In a coordinated operation led by the Frankfurt Public Prosecutor’s Office and the Federal Criminal Police Office (BKA), officials dismantled eXch’s server infrastructure on April 30, seizing €34 million (approximately $38 million) in digital assets and over 8 terabytes of data. The platform had reportedly planned to cease operations the following day.
Investigators believe that eXch processed more than $1.9 billion in crypto transactions since its inception in 2014, much of it tied to illicit activity. The platform is suspected of playing a central role in laundering funds from the $1.5 billion Bybit hack, the $243 million theft from Genesis creditors, and a string of phishing-related crypto thefts.
Authorities say the exchange was deliberately designed to evade compliance standards, operating without user identification, data retention, or anti-money laundering (AML) protocols. It allowed anonymous swaps between bitcoin (BTC), ether (ETH), litecoin (LTC), and dash (DASH), and was actively promoted on darknet forums as a privacy-focused mixing service.

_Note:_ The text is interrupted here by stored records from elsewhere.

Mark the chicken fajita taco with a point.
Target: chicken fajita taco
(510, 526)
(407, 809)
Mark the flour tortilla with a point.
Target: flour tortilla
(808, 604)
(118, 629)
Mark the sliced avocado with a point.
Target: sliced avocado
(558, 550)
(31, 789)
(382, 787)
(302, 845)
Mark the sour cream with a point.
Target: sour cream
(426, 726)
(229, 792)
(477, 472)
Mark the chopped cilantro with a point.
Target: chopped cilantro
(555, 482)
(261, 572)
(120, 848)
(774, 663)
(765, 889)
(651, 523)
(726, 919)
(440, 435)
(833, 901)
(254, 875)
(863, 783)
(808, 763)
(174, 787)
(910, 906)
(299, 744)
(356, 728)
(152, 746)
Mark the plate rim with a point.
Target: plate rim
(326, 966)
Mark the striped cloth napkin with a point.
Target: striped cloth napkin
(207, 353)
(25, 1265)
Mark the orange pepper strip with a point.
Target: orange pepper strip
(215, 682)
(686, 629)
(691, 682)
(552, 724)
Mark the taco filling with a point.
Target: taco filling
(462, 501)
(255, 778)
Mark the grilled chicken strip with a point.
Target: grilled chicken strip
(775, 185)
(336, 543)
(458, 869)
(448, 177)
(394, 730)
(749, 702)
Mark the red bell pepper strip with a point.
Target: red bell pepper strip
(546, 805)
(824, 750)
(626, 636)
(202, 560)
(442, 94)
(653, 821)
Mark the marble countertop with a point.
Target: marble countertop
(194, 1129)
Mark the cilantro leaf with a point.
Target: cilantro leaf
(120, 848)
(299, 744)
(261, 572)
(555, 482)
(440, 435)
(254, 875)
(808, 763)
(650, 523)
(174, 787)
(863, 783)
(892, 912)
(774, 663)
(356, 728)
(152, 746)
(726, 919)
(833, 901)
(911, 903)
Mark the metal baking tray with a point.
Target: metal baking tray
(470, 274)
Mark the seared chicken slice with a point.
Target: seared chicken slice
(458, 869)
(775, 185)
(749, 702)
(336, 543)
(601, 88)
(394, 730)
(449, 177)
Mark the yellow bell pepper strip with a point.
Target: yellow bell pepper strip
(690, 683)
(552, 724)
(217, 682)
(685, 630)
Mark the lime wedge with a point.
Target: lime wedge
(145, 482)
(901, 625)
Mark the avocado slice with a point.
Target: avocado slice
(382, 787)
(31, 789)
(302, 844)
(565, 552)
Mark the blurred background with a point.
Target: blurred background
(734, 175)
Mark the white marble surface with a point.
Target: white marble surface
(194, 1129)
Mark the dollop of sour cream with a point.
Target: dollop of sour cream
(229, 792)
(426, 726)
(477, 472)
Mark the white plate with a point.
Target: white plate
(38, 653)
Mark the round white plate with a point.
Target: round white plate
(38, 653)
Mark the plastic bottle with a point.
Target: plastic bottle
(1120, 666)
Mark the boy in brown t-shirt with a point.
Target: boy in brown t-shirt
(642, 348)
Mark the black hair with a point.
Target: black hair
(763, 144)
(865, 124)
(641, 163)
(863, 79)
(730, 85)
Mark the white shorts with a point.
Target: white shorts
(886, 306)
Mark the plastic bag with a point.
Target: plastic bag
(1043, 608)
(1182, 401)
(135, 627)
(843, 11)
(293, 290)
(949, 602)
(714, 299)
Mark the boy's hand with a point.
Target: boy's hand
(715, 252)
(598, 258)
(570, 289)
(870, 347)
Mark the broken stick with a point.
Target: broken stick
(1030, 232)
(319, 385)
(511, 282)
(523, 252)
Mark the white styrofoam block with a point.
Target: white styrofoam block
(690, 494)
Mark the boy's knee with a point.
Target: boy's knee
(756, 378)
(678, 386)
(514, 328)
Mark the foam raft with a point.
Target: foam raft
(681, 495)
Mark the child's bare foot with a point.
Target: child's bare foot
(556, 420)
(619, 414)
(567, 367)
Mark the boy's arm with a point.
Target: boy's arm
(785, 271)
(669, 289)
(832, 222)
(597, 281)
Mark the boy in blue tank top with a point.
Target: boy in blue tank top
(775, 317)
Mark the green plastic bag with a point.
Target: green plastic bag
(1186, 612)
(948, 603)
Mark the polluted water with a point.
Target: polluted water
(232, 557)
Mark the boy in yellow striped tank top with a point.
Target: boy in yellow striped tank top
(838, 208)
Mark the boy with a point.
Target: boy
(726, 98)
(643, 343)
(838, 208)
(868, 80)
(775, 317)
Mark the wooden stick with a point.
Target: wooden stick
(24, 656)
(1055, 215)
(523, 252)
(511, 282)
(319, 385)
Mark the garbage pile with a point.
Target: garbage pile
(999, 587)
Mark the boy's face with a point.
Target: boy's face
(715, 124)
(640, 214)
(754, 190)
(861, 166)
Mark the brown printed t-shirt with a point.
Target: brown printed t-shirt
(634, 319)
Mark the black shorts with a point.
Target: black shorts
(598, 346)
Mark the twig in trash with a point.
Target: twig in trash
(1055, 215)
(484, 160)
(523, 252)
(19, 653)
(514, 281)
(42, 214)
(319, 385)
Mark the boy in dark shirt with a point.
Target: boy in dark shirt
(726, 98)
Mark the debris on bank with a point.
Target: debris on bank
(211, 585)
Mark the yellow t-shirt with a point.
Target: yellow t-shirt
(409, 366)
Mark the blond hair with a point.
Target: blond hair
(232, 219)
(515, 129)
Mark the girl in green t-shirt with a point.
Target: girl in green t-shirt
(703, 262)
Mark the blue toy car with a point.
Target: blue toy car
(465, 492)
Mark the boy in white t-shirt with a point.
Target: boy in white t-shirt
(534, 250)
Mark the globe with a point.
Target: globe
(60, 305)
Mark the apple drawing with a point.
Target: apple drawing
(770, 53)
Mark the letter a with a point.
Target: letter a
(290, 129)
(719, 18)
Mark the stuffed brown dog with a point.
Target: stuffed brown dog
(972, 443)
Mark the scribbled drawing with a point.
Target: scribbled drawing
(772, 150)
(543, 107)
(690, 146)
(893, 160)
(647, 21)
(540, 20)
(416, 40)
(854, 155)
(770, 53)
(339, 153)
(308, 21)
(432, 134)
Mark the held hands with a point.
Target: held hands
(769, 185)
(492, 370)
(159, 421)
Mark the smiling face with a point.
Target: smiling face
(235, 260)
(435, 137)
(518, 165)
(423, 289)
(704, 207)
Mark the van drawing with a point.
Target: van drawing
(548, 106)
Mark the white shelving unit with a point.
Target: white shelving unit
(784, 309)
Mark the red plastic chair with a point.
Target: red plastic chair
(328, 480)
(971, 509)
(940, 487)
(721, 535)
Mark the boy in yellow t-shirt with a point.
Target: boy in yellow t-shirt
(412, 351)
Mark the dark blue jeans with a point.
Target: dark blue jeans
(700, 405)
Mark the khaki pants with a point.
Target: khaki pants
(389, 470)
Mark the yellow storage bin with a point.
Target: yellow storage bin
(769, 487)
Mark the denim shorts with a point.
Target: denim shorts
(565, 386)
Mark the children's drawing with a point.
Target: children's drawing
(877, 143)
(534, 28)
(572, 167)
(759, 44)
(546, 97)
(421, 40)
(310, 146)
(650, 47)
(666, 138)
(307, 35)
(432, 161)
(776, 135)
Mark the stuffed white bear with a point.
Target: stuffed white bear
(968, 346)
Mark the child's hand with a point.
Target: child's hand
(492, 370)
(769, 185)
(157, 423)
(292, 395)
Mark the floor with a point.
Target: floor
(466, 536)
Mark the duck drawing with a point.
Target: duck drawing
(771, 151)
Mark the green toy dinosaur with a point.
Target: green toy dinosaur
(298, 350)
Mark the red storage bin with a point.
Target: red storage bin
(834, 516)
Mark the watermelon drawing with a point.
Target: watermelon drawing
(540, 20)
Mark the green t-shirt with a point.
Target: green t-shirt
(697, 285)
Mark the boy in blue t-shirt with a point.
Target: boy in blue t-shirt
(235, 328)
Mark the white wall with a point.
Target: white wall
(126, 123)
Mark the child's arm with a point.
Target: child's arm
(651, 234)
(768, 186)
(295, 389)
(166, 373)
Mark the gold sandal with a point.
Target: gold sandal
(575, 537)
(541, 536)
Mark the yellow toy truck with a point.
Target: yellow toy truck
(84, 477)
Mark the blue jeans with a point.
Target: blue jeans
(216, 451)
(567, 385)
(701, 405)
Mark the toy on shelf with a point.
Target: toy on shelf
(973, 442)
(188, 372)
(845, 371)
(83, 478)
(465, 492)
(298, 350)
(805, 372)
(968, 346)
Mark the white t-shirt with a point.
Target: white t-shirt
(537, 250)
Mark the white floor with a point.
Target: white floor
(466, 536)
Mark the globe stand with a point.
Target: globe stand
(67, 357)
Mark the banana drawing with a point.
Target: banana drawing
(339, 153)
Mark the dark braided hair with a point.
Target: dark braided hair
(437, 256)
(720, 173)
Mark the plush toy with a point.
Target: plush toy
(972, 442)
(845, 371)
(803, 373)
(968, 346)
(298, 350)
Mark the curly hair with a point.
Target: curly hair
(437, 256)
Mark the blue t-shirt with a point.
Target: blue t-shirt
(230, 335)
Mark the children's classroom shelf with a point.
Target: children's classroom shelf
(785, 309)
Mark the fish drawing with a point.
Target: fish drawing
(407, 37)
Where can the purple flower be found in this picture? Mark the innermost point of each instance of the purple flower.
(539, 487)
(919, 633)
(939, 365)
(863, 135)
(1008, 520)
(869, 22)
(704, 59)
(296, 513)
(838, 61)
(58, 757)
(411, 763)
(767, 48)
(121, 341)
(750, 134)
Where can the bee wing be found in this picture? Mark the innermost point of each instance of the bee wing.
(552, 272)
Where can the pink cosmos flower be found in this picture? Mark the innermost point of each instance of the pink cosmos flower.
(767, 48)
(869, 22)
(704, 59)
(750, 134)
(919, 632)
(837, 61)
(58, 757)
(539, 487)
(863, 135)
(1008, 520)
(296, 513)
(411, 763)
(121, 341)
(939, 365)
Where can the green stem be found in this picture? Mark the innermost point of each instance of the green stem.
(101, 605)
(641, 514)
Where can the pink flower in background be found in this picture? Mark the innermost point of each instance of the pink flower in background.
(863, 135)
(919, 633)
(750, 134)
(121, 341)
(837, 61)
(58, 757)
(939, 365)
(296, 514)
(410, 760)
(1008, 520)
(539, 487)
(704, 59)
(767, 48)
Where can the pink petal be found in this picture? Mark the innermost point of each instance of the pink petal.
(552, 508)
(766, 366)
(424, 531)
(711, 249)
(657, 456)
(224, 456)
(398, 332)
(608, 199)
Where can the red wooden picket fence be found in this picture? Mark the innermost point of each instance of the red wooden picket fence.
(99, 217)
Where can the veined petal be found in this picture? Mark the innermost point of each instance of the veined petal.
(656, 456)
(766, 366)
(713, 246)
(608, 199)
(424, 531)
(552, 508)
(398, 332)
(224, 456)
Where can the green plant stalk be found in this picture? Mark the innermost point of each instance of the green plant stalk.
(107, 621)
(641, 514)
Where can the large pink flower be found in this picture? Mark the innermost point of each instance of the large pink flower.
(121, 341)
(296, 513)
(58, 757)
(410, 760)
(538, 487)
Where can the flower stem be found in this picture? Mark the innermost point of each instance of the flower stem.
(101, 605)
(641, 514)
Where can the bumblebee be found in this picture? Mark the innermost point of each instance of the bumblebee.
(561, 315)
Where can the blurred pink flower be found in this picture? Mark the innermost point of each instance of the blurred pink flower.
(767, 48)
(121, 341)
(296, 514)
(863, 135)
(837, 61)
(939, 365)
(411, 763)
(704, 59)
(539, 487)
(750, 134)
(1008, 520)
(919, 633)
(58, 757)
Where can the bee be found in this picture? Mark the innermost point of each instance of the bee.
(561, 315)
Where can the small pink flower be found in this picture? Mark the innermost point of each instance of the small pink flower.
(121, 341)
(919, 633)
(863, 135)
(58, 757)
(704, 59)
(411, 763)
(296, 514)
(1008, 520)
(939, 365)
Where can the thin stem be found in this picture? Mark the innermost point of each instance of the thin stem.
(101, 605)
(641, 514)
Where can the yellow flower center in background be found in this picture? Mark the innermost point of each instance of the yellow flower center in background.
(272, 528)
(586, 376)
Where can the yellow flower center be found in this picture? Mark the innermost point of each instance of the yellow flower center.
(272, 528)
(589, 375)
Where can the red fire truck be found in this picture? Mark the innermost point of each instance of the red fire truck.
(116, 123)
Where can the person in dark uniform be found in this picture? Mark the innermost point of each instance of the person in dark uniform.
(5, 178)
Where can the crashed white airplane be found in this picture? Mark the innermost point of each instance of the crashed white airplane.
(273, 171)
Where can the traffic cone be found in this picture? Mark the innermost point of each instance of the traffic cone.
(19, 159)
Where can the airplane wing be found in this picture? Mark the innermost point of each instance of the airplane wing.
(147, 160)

“eXch offered an ideal environment for concealing financial flows,” officials said, citing its public marketing as an AML-free zone for fast crypto transactions.
The case marks one of Germany’s largest actions targeting crypto-related money laundering and reflects an expanding crackdown across Europe. Recent enforcement efforts have also taken down services like ChipMixer, Hydra, and Sinbad, as regulators intensify their focus on illicit crypto infrastructure.